Recently, we see a special emphasis has been laid on software supply chain security referring to the recent report by Google – 2022 Accelerate State of DevOps Report. With security holding center stage, we see a good emergence of practices such as “SRE” and “DevSecOps.”
- continued difficulty with delivering timely business value and innovation
- a fragmented toolchain
- quality sacrifices
To get more clarity behind these similar findings, let’s understand what makes a DevOps pipeline. How can we strengthen our DevOps pipeline?
Before our discussion begins, organizations that want to adopt DevOps should remember
- what DevOps is
- what DevOps does
- what goals to set for successful DevOps adoption.
Why Does DevOps Matter?
Today software is no longer a mere support for business but has become an integral component of every part of a business. Just the way companies have sped up the production of physical goods with industrial automation, similarly, we now need to transform how the build and delivery of software can get better.
The goal of DevOps is to increase the velocity of software delivery whilst maintaining the stability and availability of your applications. To achieve this it has two core principles –
a) Elimination of siloes among cross-functional teams
b) Bringing in Automation
What makes DevOps
First, let’s understand what DevOps is in action with some instances
- With microservices and continuous delivery, teams take ownership of services and then release their updates/patches quicker.
- Monitoring and logging practices help all teams stay informed of any deviations in performance in real-time.
This brings both the dev and ops teams together breaking down siloes.

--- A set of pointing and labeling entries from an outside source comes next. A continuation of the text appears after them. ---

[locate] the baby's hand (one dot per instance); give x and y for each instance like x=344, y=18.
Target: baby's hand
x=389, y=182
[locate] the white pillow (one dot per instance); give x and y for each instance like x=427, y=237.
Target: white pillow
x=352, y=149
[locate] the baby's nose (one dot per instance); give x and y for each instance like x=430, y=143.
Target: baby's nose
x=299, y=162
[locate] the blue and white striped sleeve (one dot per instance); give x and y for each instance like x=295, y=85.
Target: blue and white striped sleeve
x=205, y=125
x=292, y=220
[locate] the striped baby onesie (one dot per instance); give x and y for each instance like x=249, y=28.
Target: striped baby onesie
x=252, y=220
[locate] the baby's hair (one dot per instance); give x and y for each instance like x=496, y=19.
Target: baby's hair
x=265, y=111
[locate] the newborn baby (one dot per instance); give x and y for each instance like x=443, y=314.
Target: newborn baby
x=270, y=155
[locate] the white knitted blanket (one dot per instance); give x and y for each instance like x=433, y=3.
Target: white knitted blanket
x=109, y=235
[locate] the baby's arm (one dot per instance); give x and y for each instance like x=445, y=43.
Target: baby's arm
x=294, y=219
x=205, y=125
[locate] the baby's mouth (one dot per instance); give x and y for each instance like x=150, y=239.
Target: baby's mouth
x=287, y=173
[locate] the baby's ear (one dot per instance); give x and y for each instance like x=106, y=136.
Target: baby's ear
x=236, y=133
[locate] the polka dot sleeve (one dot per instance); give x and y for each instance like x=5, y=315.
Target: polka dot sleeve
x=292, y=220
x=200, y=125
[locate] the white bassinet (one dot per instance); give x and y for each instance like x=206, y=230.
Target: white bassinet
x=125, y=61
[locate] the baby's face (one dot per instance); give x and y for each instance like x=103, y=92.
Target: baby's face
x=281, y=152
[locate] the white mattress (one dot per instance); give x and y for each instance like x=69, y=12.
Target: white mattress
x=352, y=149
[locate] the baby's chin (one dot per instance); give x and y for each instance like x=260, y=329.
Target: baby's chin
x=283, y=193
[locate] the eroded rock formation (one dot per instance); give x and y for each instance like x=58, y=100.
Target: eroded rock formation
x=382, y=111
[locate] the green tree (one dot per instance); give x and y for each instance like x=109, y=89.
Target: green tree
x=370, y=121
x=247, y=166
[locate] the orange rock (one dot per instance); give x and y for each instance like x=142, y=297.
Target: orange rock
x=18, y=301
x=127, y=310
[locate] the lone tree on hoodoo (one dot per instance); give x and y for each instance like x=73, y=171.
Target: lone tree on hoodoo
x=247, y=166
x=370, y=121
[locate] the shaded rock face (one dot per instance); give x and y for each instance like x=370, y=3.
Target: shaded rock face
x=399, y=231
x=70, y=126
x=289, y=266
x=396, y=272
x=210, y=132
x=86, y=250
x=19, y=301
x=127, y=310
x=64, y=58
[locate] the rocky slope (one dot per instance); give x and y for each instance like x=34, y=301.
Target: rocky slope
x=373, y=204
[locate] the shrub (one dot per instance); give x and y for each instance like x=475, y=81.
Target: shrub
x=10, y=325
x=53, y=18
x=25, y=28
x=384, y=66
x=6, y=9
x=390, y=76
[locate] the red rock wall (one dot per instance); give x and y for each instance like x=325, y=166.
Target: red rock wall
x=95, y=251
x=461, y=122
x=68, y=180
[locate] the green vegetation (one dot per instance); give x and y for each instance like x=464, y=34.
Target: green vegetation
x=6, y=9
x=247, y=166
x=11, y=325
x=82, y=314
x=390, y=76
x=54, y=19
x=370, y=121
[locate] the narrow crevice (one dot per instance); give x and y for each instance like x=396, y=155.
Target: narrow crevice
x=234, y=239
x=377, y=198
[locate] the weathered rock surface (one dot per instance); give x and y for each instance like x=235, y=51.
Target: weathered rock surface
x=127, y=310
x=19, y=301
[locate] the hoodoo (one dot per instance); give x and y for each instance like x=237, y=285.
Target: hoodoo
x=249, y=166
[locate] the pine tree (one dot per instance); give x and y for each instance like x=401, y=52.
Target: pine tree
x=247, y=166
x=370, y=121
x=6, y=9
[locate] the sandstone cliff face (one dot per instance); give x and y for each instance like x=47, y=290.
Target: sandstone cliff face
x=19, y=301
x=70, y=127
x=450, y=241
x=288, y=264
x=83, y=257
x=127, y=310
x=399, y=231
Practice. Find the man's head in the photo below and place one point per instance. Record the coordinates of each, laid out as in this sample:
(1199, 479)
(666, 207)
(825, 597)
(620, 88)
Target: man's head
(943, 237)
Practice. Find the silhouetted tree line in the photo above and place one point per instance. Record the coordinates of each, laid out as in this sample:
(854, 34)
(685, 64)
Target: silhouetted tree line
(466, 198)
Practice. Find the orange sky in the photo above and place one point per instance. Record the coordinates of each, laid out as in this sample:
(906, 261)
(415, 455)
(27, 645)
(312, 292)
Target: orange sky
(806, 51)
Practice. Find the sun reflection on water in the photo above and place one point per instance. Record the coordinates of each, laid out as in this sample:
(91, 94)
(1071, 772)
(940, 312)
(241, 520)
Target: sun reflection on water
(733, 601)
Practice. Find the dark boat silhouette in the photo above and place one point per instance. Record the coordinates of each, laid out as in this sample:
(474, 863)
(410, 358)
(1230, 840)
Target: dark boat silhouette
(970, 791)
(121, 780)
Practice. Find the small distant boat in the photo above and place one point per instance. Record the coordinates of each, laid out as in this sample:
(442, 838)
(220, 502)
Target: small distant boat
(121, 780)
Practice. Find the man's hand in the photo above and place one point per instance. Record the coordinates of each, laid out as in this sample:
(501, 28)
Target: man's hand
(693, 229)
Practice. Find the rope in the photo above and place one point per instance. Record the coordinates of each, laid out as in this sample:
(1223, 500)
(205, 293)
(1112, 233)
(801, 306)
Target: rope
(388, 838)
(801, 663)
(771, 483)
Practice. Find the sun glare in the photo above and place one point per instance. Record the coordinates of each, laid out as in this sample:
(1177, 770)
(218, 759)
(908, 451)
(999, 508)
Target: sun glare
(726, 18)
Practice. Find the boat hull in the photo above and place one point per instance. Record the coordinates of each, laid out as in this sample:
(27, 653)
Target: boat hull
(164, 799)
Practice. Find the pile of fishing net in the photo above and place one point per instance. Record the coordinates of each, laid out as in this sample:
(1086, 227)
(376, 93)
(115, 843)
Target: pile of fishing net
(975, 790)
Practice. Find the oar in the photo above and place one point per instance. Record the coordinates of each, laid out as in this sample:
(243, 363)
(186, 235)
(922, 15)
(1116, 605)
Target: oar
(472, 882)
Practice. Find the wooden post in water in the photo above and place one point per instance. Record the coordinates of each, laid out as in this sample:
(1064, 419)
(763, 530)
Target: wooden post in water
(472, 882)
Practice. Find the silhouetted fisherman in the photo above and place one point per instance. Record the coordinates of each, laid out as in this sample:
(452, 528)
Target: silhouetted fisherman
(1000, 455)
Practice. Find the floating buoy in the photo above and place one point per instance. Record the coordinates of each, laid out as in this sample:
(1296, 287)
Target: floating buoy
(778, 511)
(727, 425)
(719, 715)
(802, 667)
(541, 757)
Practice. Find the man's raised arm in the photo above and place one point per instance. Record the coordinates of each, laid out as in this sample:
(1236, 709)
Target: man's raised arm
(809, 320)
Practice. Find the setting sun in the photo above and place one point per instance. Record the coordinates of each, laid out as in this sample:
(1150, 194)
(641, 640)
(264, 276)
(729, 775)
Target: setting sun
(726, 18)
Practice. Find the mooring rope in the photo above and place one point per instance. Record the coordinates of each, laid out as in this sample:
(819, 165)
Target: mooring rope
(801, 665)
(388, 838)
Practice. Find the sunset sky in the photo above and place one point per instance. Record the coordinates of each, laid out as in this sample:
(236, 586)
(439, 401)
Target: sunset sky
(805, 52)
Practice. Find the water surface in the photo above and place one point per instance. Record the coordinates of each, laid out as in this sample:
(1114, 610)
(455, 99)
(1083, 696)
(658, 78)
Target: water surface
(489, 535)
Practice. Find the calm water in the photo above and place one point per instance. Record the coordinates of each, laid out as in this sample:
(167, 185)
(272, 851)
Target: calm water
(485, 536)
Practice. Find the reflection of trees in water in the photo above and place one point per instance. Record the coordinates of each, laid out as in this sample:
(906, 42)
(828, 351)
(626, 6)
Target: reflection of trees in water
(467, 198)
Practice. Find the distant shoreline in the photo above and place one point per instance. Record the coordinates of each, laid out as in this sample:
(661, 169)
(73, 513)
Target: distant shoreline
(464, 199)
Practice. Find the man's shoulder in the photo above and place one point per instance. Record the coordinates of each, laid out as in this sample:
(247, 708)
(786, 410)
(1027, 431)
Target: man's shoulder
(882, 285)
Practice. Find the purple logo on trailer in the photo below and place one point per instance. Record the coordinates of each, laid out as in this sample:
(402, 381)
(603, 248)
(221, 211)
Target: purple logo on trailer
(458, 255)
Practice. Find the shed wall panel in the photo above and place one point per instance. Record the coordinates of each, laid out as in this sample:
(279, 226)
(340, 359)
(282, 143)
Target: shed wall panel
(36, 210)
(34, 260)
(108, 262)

DevOps is incomplete without automation. We need DevOps Automation to reduce human assistance, and also reduced errors. This also facilitates feedback loops between dev and ops teams so that iterative updates can be deployed faster to applications in production.
Now, what we are looking for is that one practice, approach, or tool that brings all of this together with automation.
It is the Continuous Integration and Continuous Delivery (CI/CD) Pipeline. Through the CI/CD pipeline is how we omit the barriers and the transition between dev-centric domains and ops-centric domains happens.
CI/CD pipeline has become the backbone of DevOps. It brings in DevOps automation in the form of automated tests and automated deployments.
Code from a faulty CI/CD pipeline deployed in production maximizes the potential for incidents and disruptions, and given its fault, it could have missed capturing any error.
A failed CI/CD stage affects both velocity and stability in the DevOps pipeline.
This automatically makes the CI/CD phase fragile. One such commonly noted event is “flaky tests” by developers. The condition where certain automated tests in CI may randomly fail or succeed without any actual change in the code.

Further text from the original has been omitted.